Phase transition from a $d_{x^2-y^2}$ to $d_{x^2-y^2}+d_{xy}$ superconductor

TL;DR

This paper investigates the temperature-driven phase transition in cuprate superconductors from a pure $d_{x^2-y^2}$ state to a mixed $d_{x^2-y^2}+d_{xy}$ state, analyzing thermodynamic properties and identifying two distinct phase transitions.

Contribution

It introduces a detailed study of the phase transition sequence in cuprates, highlighting the emergence of a mixed superconducting state at lower temperatures.

Findings

Two phase transitions identified at temperatures T_c and T_{c1}

Specific heat exhibits two jumps at the transition points

Order parameter and spin susceptibility show characteristic temperature dependencies

Abstract

We study the phase transition from a $d_{x^2-y^2}$ to $d_{x^2-y^2}+d_{xy}$ superconductor using the tight-binding model of two-dimensional cuprates.
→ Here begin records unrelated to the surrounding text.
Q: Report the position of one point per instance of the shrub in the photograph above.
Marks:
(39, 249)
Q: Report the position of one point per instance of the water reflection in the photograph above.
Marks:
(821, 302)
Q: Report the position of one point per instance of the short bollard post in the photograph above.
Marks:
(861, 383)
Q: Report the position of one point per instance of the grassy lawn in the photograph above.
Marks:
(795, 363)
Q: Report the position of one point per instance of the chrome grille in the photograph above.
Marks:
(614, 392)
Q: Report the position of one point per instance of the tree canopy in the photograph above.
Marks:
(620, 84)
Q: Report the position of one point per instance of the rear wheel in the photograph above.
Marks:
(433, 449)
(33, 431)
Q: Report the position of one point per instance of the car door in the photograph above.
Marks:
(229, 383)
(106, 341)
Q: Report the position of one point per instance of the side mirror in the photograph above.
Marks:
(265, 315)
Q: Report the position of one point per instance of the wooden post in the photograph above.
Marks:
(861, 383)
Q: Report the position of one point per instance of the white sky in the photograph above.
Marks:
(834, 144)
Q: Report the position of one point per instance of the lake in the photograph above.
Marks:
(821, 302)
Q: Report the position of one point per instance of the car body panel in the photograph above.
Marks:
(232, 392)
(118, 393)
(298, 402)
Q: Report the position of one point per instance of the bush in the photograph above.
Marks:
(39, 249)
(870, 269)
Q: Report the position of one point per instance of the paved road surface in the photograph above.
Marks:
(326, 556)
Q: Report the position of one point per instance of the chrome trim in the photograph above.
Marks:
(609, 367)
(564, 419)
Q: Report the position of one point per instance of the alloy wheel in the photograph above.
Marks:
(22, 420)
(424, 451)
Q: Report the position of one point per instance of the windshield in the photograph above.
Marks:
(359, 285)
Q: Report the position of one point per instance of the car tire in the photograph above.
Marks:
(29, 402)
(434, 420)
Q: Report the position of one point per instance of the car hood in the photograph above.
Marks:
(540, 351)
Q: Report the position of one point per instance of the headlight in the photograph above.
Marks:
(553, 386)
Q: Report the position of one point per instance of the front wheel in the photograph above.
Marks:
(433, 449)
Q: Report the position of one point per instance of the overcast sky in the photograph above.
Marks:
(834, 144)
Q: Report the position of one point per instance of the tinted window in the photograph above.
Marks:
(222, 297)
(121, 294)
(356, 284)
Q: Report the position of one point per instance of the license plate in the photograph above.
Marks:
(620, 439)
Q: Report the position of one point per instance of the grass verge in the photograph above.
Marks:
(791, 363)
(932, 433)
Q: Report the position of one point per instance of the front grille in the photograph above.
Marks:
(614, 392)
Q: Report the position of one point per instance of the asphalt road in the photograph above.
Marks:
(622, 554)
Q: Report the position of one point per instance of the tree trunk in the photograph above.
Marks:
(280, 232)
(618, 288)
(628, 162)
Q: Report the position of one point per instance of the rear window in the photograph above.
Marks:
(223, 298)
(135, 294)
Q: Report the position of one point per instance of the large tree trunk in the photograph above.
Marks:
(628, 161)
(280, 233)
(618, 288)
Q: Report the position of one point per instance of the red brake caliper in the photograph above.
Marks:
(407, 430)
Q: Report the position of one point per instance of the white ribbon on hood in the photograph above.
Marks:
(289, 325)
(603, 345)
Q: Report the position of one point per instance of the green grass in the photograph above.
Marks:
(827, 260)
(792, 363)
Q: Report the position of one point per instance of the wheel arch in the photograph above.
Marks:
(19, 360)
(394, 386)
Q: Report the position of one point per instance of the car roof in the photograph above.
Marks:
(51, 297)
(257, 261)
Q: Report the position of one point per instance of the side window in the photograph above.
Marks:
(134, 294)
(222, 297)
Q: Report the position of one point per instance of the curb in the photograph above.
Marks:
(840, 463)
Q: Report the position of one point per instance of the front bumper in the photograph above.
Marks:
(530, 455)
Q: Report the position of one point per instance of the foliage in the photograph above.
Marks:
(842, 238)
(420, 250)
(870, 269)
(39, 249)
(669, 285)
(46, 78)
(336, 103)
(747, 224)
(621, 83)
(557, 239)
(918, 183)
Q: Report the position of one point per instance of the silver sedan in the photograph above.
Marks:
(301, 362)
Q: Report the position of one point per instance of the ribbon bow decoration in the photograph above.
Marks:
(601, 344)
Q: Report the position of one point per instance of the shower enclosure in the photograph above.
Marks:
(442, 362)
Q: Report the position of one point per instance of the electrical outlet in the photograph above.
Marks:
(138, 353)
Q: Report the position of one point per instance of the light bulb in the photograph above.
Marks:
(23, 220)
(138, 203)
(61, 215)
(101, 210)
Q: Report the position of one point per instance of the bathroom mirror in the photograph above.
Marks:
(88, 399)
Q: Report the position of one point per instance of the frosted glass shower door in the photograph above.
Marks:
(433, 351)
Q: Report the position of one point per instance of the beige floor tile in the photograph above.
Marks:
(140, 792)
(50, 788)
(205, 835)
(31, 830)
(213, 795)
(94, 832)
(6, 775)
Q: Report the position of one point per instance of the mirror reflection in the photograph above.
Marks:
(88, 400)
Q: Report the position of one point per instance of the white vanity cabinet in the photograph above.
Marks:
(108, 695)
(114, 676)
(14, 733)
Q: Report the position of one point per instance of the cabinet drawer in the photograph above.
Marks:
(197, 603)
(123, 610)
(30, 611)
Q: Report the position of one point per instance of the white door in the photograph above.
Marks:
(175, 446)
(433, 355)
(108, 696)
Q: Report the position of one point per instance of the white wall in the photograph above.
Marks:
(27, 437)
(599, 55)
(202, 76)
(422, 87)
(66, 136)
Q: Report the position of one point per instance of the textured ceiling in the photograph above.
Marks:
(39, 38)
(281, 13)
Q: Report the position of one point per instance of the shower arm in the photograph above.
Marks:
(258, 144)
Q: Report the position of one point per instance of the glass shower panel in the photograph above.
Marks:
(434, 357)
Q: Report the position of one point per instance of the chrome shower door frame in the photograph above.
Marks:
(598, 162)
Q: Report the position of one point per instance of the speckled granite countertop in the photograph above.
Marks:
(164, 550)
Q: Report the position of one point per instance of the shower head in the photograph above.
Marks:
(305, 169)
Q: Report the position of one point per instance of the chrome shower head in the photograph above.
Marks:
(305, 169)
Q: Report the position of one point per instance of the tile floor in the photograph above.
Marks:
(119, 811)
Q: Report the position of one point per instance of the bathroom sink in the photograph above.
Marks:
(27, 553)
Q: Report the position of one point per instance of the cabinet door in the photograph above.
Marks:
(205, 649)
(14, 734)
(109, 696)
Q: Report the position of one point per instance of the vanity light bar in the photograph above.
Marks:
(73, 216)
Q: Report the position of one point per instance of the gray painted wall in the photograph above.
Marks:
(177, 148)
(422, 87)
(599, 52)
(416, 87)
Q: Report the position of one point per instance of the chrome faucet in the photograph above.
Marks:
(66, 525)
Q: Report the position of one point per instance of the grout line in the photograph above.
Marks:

As the temperature is lowered past the critical temperature $T_c$, first a $ d_{x^2-y^2}$ superconducting phase is created. With further reduction of temperature, the $ d_{x^2-y^2}+d_{xy}$ phase is created at temperature $T=T_{c1}$. We study the temperature dependencies of the order parameter, specific heat and spin susceptibility in these mixed-angular-momentum states on square lattice and on a lattice with orthorhombic distortion. The above-mentioned phase transitions are identified by two jumps in specific heat at $T_c$ and $T_{c1}$.